As normal life resumes for many in the metropolis, the subway should be available at all times, the Democrat said.
Because of the COVID-19 pandemic, New York Gov. Andrew Cuomo on April 30, 2020, ordered the subway system to shut down each day for four hours starting at 1 a.m.
The move came because of deteriorating conditions, deaths from COVID-19 among transit workers, and a plunging subway ridership.
But the number of riders has shot up in recent months, hovering around 2 million per day in the last two weeks, according to the Metropolitan Transportation Authority (MTA). That’s down over 50 percent from an equivalent day pre-pandemic, but much higher than the sparse numbers seen last year.
“This is New York City. People work at 2 a.m. 3 a.m. 4 a.m. That’s how we are. So people work at two, three, and four in the morning but subways aren’t working at this point at 2, 3, 4 in the morning. So today, joined by New Yorkers who are among the millions that use the subway, we are here to say open it up,” Schumer said.

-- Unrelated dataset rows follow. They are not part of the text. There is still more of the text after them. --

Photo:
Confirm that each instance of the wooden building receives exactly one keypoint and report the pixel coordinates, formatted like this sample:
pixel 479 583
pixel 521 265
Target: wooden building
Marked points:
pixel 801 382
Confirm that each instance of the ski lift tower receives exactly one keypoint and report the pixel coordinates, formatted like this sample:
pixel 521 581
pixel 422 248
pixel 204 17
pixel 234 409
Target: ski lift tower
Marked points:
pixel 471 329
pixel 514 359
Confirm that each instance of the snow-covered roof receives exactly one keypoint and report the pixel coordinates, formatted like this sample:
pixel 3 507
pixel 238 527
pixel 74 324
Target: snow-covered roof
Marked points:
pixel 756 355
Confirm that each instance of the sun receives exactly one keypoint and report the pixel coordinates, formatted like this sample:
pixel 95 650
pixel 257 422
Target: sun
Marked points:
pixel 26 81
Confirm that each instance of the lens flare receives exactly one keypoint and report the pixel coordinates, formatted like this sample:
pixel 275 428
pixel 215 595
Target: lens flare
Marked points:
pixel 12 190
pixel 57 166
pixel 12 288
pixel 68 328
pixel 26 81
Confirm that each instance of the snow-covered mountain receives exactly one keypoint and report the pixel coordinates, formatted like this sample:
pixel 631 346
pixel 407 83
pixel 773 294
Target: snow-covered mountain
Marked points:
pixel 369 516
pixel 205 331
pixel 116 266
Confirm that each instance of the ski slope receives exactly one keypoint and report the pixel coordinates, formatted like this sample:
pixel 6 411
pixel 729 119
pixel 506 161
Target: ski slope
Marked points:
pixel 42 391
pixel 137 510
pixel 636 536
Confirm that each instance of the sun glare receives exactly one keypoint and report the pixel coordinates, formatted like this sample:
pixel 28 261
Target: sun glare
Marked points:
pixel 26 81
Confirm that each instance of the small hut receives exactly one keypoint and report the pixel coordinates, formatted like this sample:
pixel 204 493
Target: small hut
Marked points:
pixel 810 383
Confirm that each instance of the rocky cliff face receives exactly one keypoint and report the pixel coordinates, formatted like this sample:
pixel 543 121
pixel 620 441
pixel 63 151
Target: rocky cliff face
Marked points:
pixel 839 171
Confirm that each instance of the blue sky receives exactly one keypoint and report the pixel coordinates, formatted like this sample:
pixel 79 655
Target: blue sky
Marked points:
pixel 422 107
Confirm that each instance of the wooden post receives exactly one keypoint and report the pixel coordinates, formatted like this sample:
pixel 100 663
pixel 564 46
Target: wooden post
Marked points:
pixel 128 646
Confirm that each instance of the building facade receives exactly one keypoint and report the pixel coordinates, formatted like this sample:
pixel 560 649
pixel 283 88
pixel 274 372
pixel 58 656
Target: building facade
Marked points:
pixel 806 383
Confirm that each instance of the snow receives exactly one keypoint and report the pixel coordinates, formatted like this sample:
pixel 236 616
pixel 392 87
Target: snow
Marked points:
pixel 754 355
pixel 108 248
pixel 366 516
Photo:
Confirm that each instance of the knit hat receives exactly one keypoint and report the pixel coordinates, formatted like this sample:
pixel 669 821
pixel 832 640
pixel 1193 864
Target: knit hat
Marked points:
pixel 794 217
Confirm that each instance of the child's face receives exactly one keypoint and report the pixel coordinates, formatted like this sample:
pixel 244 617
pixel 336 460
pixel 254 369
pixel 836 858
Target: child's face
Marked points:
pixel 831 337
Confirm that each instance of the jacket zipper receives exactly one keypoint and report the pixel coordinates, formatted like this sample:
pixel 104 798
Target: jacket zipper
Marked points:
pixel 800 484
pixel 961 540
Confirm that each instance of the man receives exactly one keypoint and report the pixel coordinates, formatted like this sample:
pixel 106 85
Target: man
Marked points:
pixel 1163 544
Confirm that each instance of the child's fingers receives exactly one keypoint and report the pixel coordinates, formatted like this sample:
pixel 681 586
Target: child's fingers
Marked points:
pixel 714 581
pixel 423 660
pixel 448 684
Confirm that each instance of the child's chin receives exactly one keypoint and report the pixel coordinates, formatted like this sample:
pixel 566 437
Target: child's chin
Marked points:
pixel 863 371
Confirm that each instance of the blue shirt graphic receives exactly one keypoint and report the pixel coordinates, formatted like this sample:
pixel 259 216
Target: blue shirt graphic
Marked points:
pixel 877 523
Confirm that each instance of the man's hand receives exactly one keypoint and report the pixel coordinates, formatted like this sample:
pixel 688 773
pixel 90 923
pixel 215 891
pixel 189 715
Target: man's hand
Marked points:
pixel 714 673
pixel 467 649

“We need 24-hour service restored now and we are calling on the governor to do that immediately,” added Betsy Plum, executive director of the Riders Alliance.
New York City Mayor Bill de Blasio said last week he plans to fully reopen the city by July 1 and that 24-hour subway service should resume by then.
But Cuomo holds the power to lift some restrictions from the city, and controls the MTA, which operates the system.
Cuomo’s office did not return a request for comment.